Hukum Islam diturunkan demi kesejahteraan dan kemudahan hidup manusia, bukan untuk menambah beban mereka. Islam memberi pedoman agar manusia menjalani kehidupannya dengan adil, berimbang, dan berorientasi kepada ibadah.

Syariat tidak dimaksudkan untuk mempersulit manusia, melainkan untuk memenuhi kebutuhan individu dan sosial secara proporsional. Salah satu prinsip pokok dalam Islam adalah penghapusan kesulitan (raf‘ul haraj), sebagaimana banyak ditegaskan di berbagai ayat Al-Qur’an:

يُرِيدُ ٱللَّهُ بِكُمُ ٱلۡيُسۡرَ وَلَا يُرِيدُ بِكُمُ ٱلۡعُسۡرَ

“Allah senantiasi menghendaki kemudahan bagimu dan dia tidak pernah berkehendak menyusahkanmu” (QS. Al Baqarah: 185)

لَا يُكَلِّفُ ٱللَّهُ نَفۡسًا إِلَّا وُسۡعَهَاۚ

“Allah tidak membebani seseorang melainkan sesuai dengan kemampuannya.” (QS. Al Baqarah: 286)

يُرِيدُ ٱللَّهُ أَن يُخَفِّفَ عَنكُمۡۚ وَخُلِقَ ٱلۡإِنسَٰنُ ضَعِيفٗا

“Allah menginginkan keringan kepadamu, dan manusia dijadikan bersifat lemah” (QS. Annisa: 28)

وَمَا جَعَلَ عَلَيۡكُمۡ فِي ٱلدِّينِ مِنۡ حَرَجٖۚ...

“Dia sekali-kali tidak menjadikan untuk kamu dalam agama suatu kesempitan...” (QS. Al Hajj: 78)

Karena itulah, Allah jalla jalaaluh memberikan beberapa keringanan kepada hamba-Nya.
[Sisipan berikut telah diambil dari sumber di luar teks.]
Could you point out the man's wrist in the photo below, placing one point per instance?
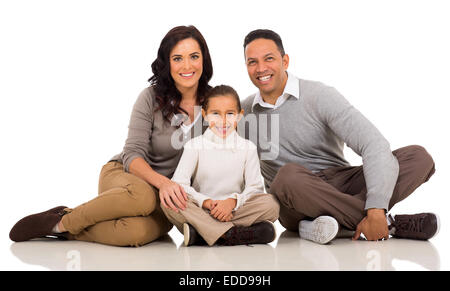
(233, 202)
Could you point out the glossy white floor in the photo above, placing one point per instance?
(288, 252)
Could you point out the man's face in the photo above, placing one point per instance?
(266, 67)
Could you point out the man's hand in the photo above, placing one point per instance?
(222, 209)
(373, 226)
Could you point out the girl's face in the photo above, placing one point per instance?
(222, 114)
(186, 64)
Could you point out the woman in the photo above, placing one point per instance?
(127, 211)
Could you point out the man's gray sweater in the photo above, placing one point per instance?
(312, 131)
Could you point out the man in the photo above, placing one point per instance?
(305, 168)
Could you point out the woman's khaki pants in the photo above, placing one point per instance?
(125, 213)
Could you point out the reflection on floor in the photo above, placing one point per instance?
(287, 253)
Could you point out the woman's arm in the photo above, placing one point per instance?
(171, 194)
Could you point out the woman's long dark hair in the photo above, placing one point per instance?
(167, 95)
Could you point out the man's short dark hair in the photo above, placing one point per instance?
(266, 34)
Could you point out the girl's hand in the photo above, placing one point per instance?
(223, 209)
(171, 194)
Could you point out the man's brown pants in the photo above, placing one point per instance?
(126, 211)
(340, 192)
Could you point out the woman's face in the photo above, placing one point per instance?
(186, 64)
(222, 115)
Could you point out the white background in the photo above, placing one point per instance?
(70, 72)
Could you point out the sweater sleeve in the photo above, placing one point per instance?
(139, 129)
(252, 177)
(380, 166)
(185, 170)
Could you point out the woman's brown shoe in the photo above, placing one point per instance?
(37, 225)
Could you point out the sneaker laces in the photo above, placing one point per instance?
(239, 236)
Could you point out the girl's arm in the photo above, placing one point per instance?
(185, 170)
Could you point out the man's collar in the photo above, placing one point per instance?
(291, 88)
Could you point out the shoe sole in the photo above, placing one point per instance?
(321, 230)
(186, 234)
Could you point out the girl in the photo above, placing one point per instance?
(226, 202)
(127, 210)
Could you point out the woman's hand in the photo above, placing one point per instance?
(222, 209)
(171, 194)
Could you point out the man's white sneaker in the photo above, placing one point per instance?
(321, 230)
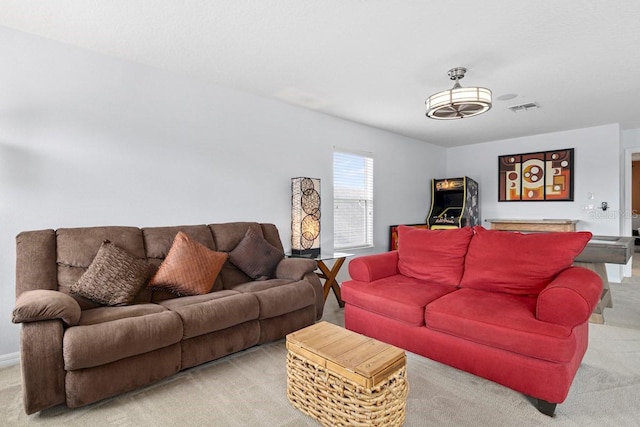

Misalnya, orang yang berpuasa boleh berbuka dalam kondisi tertentu, seseorang yang sedang bepergian boleh meringkas (qashar) dan menggabungkan (jama’) shalat, bahkan dalam keadaan darurat diperbolehkan mengonsumsi sesuatu yang sebenarnya diharamkan.

فَمَنِ ٱضۡطُرَّ فِي مَخۡمَصَةٍ غَيۡرَ مُتَجَانِفٖ لِّإِثۡمٖ فَإِنَّ ٱللَّهَ غَفُورٞ رَّحِيمٞ...

“Maka barangsiapa terpaksa karena kelaparan tanpa sengajar berbuat dosa, sesungguhnya Allah Maha Pengampun lagi Maha Penyayang.” (Al Maidah: 3)

Rasulullah shallallahu ‘alayhi wa sallam sebagai teladan terbaik dalam penerapan hukum Islam, sering kali memilih jalan yang paling mudah di antara dua pilihan, selama pilihan itu tidak mengandung dosa. Hal ini sebagaimana diriwayatkan dari ‘Aisyah radhiyallahu ‘anha:

مَا خُيِّرَ رَسُولُ اللهِ صلى الله عليه وسلم ‌بَيْنَ ‌أَمْرَيْنِ ‌قَطُّ ‌إِلَّا ‌اخْتَارَ أَيْسَرَهُمَا حَتَّى يَكُونَ إِثْمًا، فَإِذَا كَانَ إِثْمًا كَانَ أَبْعَدَ النَّاسِ مِنْهُ

“Tidaklah Rasulullah shallallahu ‘alayhi wa sallam diberi pilihan antara dua perkara, melainkan beliau selalu memilih yang lebih mudah di antara keduanya, selama hal itu tidak mengandung dosa. Namun, apabila yang mudah itu mengandung dosa, maka beliau adalah orang yang paling jauh darinya.” (HR. Ahmad)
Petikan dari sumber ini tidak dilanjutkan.